论文标题
基于变压器的生物医学模型的本地化内域改编
Localising In-Domain Adaptation of Transformer-Based Biomedical Language Models
论文作者
论文摘要
在数字医疗保健时代,医院每天产生的大量文本信息构成了必不可少但未使用的资产,可以通过特定于任务的,精细的生物医学语言表示模型来利用,从而改善了患者护理和管理。对于这样的专业领域,先前的研究表明,宽覆盖检查点的微调模型在很大程度上可以使其他培训回合优于大规模内域资源。但是,对于诸如意大利语(例如意大利语),这些资源通常无法到达,阻止当地医疗机构采用内域的适应性。为了减少这一差距,我们的工作调查了两种可访问的方法,以使用英语以外的其他语言来得出生物医学模型,以意大利语为具体用例:一种基于英语资源的神经机器翻译,更喜欢质量数量;另一个基于意大利语本质上写的高级,狭窄的语料库,因此宁愿质量而不是数量。我们的研究表明,与生物医学适应的数据质量相比,数据数量更难约束,但是即使处理相对大小有限的语料库,高质量数据的串联也可以改善模型性能。从我们的调查中发表的模型有可能为意大利医院和学术界释放重要的研究机会。最后,从研究中汲取的一组教训构成了对建立生物医学模型的解决方案的宝贵见解,该模型可推广到其他资源较低的语言和不同的领域设置。

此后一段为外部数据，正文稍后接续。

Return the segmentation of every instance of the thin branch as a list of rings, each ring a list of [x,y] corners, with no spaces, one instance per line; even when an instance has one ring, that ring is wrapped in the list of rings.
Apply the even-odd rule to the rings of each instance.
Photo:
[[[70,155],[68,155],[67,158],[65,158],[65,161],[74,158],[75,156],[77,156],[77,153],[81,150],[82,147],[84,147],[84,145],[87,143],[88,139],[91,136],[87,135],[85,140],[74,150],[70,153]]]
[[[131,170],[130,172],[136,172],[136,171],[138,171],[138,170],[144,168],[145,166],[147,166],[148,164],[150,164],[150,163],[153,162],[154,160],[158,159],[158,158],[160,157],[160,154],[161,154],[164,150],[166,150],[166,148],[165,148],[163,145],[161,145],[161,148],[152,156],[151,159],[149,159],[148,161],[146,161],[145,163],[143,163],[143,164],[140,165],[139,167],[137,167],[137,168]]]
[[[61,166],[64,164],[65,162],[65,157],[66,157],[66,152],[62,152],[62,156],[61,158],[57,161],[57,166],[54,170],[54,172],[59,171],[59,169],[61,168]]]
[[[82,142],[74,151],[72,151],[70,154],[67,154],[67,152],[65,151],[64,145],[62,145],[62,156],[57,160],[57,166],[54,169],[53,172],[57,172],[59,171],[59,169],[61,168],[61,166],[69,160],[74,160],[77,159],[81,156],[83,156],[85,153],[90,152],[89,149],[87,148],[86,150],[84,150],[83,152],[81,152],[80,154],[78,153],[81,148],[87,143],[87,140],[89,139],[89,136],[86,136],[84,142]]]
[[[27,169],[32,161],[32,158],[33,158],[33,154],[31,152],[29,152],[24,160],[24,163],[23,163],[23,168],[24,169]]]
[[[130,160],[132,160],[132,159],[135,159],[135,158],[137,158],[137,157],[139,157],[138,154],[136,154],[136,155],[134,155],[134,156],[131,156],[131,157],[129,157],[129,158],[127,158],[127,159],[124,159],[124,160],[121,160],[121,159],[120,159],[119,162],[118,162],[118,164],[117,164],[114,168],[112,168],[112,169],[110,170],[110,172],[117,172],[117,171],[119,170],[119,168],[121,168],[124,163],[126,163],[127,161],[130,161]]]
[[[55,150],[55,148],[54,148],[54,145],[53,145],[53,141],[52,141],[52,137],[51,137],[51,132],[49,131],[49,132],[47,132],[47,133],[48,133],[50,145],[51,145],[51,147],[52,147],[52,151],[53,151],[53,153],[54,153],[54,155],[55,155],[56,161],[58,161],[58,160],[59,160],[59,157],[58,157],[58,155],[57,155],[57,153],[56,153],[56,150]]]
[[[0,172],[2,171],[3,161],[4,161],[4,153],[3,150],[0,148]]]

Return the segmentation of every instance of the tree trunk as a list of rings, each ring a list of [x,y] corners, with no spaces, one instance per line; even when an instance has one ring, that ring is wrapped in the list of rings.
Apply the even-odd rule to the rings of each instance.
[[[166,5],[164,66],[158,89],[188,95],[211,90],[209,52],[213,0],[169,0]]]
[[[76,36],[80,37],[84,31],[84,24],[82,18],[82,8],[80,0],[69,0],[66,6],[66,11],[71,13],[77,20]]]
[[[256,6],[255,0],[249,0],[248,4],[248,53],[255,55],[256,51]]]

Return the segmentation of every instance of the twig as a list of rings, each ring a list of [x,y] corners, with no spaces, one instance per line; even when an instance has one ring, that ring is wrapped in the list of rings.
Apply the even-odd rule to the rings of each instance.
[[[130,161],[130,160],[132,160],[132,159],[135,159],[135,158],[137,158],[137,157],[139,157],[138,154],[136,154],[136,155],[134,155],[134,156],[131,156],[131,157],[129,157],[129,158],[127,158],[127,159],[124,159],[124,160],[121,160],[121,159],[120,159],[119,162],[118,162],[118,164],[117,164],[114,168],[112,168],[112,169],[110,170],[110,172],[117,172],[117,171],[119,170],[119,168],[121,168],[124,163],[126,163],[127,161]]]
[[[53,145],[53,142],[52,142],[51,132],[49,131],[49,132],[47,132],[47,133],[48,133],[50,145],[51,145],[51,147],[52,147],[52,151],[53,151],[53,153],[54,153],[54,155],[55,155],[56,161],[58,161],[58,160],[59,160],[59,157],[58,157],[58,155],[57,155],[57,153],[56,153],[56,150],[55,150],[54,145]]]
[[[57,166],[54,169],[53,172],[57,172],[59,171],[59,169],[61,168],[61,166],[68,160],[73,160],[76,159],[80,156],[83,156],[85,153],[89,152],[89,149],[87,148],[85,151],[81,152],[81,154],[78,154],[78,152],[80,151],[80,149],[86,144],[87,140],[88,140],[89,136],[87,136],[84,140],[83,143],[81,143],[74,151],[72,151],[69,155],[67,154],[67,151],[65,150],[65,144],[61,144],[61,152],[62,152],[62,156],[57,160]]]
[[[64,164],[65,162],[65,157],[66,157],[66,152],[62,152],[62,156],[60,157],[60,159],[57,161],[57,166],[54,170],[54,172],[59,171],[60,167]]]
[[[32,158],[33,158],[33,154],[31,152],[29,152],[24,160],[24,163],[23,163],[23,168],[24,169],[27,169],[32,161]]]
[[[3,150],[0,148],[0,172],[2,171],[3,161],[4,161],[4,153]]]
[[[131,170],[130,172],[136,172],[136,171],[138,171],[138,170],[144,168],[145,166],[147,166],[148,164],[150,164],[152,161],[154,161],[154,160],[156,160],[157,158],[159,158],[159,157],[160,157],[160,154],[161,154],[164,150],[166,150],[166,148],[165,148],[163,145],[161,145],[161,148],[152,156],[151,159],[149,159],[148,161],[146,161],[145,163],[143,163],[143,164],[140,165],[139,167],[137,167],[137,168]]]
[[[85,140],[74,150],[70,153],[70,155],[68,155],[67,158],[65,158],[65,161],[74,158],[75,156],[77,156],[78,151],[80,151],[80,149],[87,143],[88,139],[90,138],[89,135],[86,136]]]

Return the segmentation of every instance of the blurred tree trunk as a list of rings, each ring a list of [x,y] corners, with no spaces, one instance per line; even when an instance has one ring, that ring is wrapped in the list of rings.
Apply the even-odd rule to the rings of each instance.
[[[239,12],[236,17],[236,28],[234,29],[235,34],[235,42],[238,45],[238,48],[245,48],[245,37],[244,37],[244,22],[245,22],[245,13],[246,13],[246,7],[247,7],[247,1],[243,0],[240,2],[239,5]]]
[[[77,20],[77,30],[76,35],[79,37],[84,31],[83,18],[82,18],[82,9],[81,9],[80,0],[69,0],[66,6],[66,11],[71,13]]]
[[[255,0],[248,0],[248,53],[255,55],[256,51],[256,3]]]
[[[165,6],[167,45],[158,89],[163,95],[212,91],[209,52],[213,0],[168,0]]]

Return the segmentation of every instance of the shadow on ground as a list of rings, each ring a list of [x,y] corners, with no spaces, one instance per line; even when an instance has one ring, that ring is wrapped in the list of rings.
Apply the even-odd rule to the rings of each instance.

In the era of digital healthcare, the huge volumes of textual information generated every day in hospitals constitute an essential but underused asset that could be exploited with task-specific, fine-tuned biomedical language representation models, improving patient care and management. For such specialized domains, previous research has shown that fine-tuning models stemming from broad-coverage checkpoints can largely benefit additional training rounds over large-scale in-domain resources. However, these resources are often unreachable for less-resourced languages like Italian, preventing local medical institutions to employ in-domain adaptation. In order to reduce this gap, our work investigates two accessible approaches to derive biomedical language models in languages other than English, taking Italian as a concrete use-case: one based on neural machine translation of English resources, favoring quantity over quality; the other based on a high-grade, narrow-scoped corpus natively written in Italian, thus preferring quality over quantity. Our study shows that data quantity is a harder constraint than data quality for biomedical adaptation, but the concatenation of high-quality data can improve model performance even when dealing with relatively size-limited corpora. The models published from our investigations have the potential to unlock important research opportunities for Italian hospitals and academia. Finally, the set of lessons learned from the study constitutes valuable insights towards a solution to build biomedical language models that are generalizable to other less-resourced languages and different domain settings.